Não tinha pernas. E agitava os braços. Não havia intento. Se alguém lhe lançava uma moeda, soava o grito. “La muerte”. Era só o que pedia. Não queria nem comida, nem dinheiro, nem palavra. Na sua esquina vendia-se apenas sujidade e não se pedia esmola. Os olhos, claros de cegos, prendiam-se ao céu como se o vissem. E furavam a multidão. Furavam as roupas, as peles e as carnes. Chegavam aos ossos, que roíam com as palavras: “La muerte!”.
E atravessavam as ruas pessoas em passo de fuga, não fosse o homem sem pernas persegui-las até ao infinito conforto dos seus lares. Temiam-lhe a imagem. Mas mais as palavras. “La muerte”. Ninguém quer ouvir falar da morte. Como se, a cada menção, o lembrete da efemeridade provocasse chagas pelos corpos. Uma queimadura constante na recordação passiva de que somos apenas carne à espera de apodrecer sob as camadas arenosas da terra movida.

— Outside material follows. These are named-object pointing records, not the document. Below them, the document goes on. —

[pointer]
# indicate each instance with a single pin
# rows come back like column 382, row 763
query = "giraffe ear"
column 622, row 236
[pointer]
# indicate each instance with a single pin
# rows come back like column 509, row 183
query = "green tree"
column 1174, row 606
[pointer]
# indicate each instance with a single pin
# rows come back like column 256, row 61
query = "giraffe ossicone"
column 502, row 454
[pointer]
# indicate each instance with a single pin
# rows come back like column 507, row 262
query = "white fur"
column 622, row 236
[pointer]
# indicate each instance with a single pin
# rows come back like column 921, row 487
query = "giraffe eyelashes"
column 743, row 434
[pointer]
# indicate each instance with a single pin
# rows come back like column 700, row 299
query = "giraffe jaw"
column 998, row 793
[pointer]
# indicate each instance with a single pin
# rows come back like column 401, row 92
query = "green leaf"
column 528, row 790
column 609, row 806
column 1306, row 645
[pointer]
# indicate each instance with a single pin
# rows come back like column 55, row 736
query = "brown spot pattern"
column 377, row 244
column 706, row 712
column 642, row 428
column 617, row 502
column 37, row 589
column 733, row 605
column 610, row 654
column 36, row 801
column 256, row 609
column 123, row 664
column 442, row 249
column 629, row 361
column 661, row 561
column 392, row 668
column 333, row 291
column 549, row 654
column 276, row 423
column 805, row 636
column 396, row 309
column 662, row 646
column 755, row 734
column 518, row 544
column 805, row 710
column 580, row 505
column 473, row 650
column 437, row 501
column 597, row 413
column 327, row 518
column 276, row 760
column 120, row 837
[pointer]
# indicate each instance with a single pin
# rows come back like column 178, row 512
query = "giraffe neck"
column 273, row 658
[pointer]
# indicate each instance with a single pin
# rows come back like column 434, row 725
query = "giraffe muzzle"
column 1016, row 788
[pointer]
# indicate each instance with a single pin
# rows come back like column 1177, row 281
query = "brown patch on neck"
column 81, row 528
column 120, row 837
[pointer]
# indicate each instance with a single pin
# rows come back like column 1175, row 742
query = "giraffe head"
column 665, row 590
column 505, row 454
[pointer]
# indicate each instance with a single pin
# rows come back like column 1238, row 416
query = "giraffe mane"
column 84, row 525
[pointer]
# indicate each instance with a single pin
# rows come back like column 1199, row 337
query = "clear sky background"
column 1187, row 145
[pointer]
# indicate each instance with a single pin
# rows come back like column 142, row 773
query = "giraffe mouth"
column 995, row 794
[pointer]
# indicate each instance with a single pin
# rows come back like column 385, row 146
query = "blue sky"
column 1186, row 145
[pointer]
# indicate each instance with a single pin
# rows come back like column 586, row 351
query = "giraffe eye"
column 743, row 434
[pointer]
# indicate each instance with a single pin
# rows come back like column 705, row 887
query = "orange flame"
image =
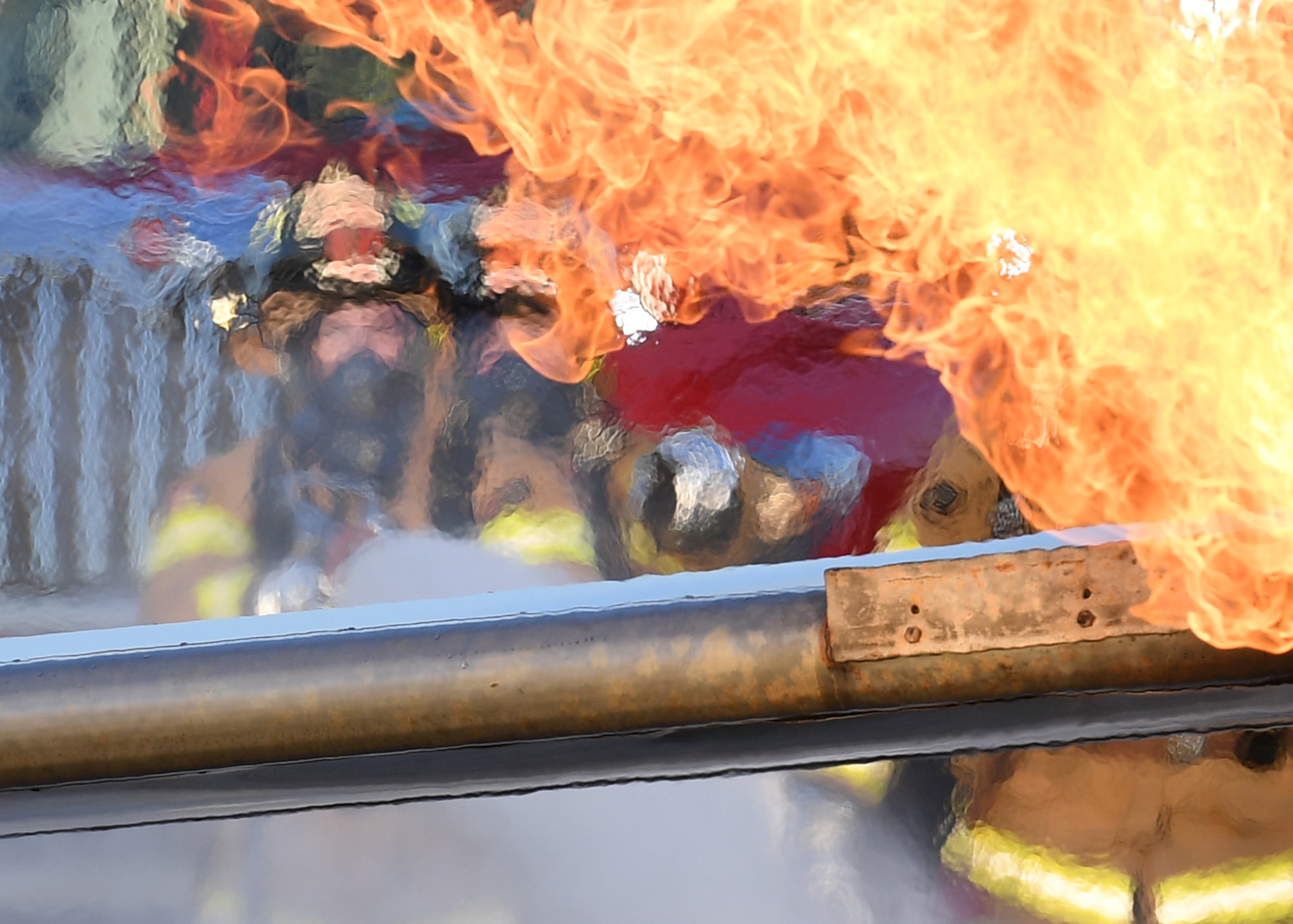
column 1080, row 214
column 240, row 112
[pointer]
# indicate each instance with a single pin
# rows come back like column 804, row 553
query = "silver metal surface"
column 691, row 674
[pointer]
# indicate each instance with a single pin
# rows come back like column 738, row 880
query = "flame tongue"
column 1122, row 355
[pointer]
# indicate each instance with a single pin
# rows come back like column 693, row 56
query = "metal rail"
column 673, row 677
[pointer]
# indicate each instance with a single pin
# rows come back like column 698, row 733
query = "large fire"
column 1079, row 213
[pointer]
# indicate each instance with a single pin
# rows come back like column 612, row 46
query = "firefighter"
column 1190, row 828
column 404, row 409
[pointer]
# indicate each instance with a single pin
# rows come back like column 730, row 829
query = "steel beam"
column 669, row 677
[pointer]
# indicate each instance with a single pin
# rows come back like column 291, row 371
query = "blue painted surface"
column 602, row 596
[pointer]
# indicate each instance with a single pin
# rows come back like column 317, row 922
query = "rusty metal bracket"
column 988, row 603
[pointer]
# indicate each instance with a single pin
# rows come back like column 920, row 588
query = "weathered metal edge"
column 987, row 603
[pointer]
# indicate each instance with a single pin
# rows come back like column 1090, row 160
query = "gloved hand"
column 687, row 491
column 295, row 585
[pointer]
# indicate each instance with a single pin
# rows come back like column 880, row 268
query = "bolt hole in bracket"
column 987, row 603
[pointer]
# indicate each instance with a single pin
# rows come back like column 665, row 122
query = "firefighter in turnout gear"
column 405, row 411
column 1185, row 830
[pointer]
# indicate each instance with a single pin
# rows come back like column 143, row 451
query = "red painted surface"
column 787, row 374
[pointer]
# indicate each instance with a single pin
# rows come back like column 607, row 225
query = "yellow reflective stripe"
column 645, row 552
column 898, row 535
column 1254, row 892
column 222, row 596
column 870, row 780
column 542, row 536
column 198, row 530
column 1045, row 883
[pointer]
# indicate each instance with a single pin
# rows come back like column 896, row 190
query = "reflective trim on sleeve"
column 1252, row 892
column 197, row 530
column 1045, row 883
column 222, row 596
column 868, row 780
column 542, row 536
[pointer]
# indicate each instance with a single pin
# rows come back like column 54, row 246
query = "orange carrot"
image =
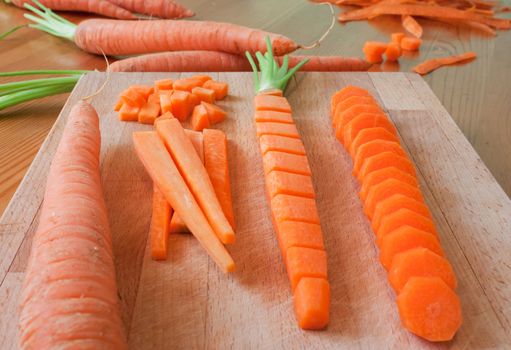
column 163, row 171
column 429, row 308
column 430, row 65
column 195, row 175
column 69, row 296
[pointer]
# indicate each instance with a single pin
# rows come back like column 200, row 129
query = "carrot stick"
column 162, row 169
column 69, row 296
column 196, row 176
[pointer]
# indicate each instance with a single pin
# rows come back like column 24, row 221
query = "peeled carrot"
column 163, row 171
column 429, row 308
column 69, row 296
column 196, row 176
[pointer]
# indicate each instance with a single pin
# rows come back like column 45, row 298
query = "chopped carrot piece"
column 291, row 208
column 271, row 103
column 280, row 129
column 305, row 262
column 291, row 163
column 405, row 238
column 215, row 113
column 281, row 144
column 419, row 262
column 429, row 308
column 221, row 89
column 200, row 119
column 312, row 303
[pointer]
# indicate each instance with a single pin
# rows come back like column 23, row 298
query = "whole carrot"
column 69, row 296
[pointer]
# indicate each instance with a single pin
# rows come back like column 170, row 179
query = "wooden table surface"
column 477, row 95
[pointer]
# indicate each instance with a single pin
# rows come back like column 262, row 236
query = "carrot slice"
column 160, row 166
column 305, row 262
column 271, row 103
column 217, row 166
column 429, row 308
column 386, row 189
column 279, row 182
column 366, row 121
column 419, row 262
column 375, row 147
column 291, row 163
column 312, row 303
column 378, row 176
column 367, row 135
column 274, row 117
column 406, row 238
column 280, row 129
column 281, row 144
column 195, row 175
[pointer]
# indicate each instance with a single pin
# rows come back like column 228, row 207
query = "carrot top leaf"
column 270, row 75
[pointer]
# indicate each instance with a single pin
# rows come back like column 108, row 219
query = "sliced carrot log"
column 271, row 103
column 273, row 116
column 375, row 147
column 386, row 189
column 378, row 176
column 291, row 208
column 406, row 238
column 367, row 135
column 393, row 204
column 366, row 121
column 287, row 130
column 279, row 182
column 312, row 303
column 419, row 262
column 281, row 144
column 305, row 262
column 291, row 163
column 385, row 160
column 429, row 308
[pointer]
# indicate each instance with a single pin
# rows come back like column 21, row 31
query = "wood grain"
column 186, row 302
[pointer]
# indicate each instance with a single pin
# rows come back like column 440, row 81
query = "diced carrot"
column 386, row 189
column 305, row 262
column 384, row 160
column 215, row 113
column 221, row 89
column 291, row 208
column 366, row 121
column 271, row 103
column 411, row 44
column 196, row 176
column 279, row 182
column 280, row 129
column 380, row 175
column 204, row 94
column 217, row 166
column 274, row 117
column 406, row 238
column 419, row 262
column 269, row 143
column 375, row 147
column 291, row 163
column 128, row 113
column 393, row 204
column 312, row 303
column 200, row 119
column 429, row 308
column 404, row 217
column 367, row 135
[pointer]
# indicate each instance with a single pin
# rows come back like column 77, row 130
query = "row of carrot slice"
column 295, row 216
column 406, row 235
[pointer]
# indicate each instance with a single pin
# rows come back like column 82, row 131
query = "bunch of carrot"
column 409, row 243
column 194, row 96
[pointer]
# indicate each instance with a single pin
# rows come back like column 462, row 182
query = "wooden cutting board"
column 186, row 302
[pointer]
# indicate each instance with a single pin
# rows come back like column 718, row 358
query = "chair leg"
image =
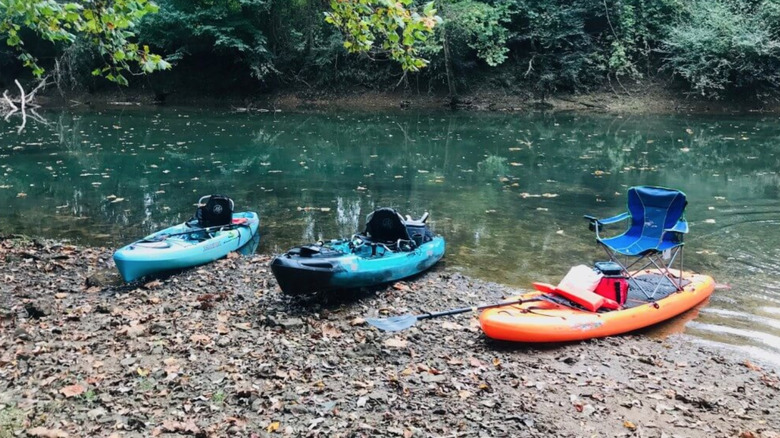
column 656, row 260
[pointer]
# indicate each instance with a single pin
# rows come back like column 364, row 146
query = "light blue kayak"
column 184, row 246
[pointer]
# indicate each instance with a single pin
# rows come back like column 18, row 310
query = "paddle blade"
column 394, row 323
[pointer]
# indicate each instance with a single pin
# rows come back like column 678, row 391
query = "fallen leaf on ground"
column 188, row 426
column 73, row 390
column 43, row 432
column 396, row 343
column 200, row 339
column 331, row 331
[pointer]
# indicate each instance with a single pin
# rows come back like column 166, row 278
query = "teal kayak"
column 404, row 248
column 184, row 245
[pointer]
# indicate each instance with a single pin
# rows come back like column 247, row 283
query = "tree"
column 389, row 24
column 105, row 24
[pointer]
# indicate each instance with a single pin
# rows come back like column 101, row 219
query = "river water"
column 508, row 191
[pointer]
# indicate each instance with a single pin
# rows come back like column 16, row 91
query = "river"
column 508, row 191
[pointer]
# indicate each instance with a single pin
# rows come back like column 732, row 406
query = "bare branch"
column 9, row 101
column 22, row 103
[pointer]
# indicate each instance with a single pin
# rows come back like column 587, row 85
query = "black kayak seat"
column 385, row 225
column 217, row 211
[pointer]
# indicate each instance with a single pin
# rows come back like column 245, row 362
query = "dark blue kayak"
column 392, row 248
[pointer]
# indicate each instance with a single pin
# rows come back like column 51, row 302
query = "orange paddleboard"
column 542, row 321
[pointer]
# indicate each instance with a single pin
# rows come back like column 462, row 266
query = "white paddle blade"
column 393, row 324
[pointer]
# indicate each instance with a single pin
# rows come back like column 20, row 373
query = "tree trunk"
column 447, row 58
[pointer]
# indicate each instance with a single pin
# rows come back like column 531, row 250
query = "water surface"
column 508, row 191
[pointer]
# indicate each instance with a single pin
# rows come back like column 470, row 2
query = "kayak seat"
column 217, row 211
column 590, row 301
column 654, row 237
column 386, row 226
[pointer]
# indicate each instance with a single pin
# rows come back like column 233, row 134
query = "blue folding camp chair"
column 654, row 236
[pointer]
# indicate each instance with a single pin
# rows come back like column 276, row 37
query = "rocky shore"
column 219, row 351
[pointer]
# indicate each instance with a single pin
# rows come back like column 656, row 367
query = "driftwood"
column 22, row 105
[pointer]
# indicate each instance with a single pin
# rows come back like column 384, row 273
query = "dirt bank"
column 218, row 351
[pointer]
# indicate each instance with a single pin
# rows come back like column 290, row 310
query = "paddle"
column 403, row 322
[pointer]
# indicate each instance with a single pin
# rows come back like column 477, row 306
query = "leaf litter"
column 206, row 353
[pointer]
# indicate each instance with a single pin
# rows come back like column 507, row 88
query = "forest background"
column 716, row 49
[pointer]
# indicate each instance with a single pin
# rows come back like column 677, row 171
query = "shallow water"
column 508, row 191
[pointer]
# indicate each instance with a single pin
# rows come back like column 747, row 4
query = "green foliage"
column 725, row 44
column 481, row 27
column 389, row 24
column 545, row 46
column 107, row 25
column 205, row 28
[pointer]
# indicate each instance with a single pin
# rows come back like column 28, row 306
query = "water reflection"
column 508, row 191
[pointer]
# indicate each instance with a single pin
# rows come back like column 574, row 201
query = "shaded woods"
column 542, row 47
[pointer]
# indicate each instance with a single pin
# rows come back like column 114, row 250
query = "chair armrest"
column 614, row 219
column 680, row 227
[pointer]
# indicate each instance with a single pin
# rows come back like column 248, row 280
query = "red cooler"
column 614, row 283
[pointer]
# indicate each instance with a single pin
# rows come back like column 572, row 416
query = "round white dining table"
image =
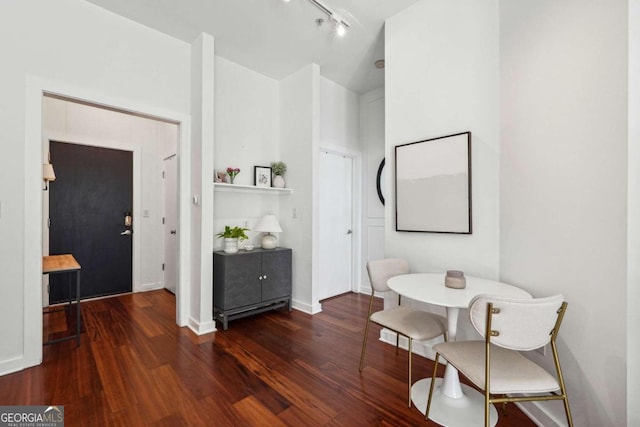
column 453, row 404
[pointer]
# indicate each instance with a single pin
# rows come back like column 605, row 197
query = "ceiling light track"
column 340, row 24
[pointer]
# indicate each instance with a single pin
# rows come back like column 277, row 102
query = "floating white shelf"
column 220, row 186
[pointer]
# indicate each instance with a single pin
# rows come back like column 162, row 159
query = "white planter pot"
column 230, row 245
column 278, row 181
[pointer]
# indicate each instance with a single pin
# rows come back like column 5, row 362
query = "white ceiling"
column 276, row 38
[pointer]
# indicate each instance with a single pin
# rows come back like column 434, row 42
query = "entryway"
column 88, row 206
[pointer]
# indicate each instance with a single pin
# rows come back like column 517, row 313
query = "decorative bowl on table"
column 455, row 279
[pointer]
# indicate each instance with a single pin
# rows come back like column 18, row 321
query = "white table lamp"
column 268, row 224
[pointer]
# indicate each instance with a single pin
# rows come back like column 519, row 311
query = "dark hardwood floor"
column 136, row 367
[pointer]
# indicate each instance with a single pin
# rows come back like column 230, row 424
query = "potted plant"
column 278, row 169
column 231, row 237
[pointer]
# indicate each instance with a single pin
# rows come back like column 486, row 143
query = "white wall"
column 339, row 117
column 340, row 134
column 372, row 140
column 80, row 45
column 442, row 77
column 564, row 184
column 202, row 112
column 299, row 136
column 247, row 135
column 65, row 121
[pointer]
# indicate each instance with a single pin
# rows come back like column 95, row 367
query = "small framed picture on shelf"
column 262, row 176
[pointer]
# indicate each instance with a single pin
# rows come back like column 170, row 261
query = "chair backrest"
column 521, row 324
column 382, row 270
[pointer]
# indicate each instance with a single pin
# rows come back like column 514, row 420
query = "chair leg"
column 364, row 344
column 409, row 381
column 567, row 410
column 433, row 382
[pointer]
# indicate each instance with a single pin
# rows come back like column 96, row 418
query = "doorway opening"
column 88, row 209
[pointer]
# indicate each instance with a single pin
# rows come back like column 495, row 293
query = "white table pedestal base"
column 465, row 411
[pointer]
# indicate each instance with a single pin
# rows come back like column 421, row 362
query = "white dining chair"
column 410, row 323
column 495, row 365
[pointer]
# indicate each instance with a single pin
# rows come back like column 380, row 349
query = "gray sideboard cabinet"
column 250, row 282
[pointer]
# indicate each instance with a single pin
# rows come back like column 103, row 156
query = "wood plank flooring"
column 136, row 367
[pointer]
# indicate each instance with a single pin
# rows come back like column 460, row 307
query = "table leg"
column 451, row 383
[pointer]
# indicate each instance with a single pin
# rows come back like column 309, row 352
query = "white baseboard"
column 16, row 364
column 306, row 308
column 365, row 289
column 201, row 328
column 148, row 287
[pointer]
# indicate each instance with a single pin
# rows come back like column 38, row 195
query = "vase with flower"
column 232, row 172
column 231, row 237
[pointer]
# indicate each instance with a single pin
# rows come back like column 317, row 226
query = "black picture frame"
column 262, row 176
column 433, row 185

“La muerte, la muerte”. Mesmo na rua vazia, a voz soava. Uma solidão que se fazia aviso. E um aviso que não passava de oração. Tinham-lhe tirado as gentes. As pernas. Os olhos. A dignidade. E, por tanto tempo, a voz. Naquela esquina da rua, invocava o direito à voz. E era a voz que elevava já para pedir a morte em vez de esmola.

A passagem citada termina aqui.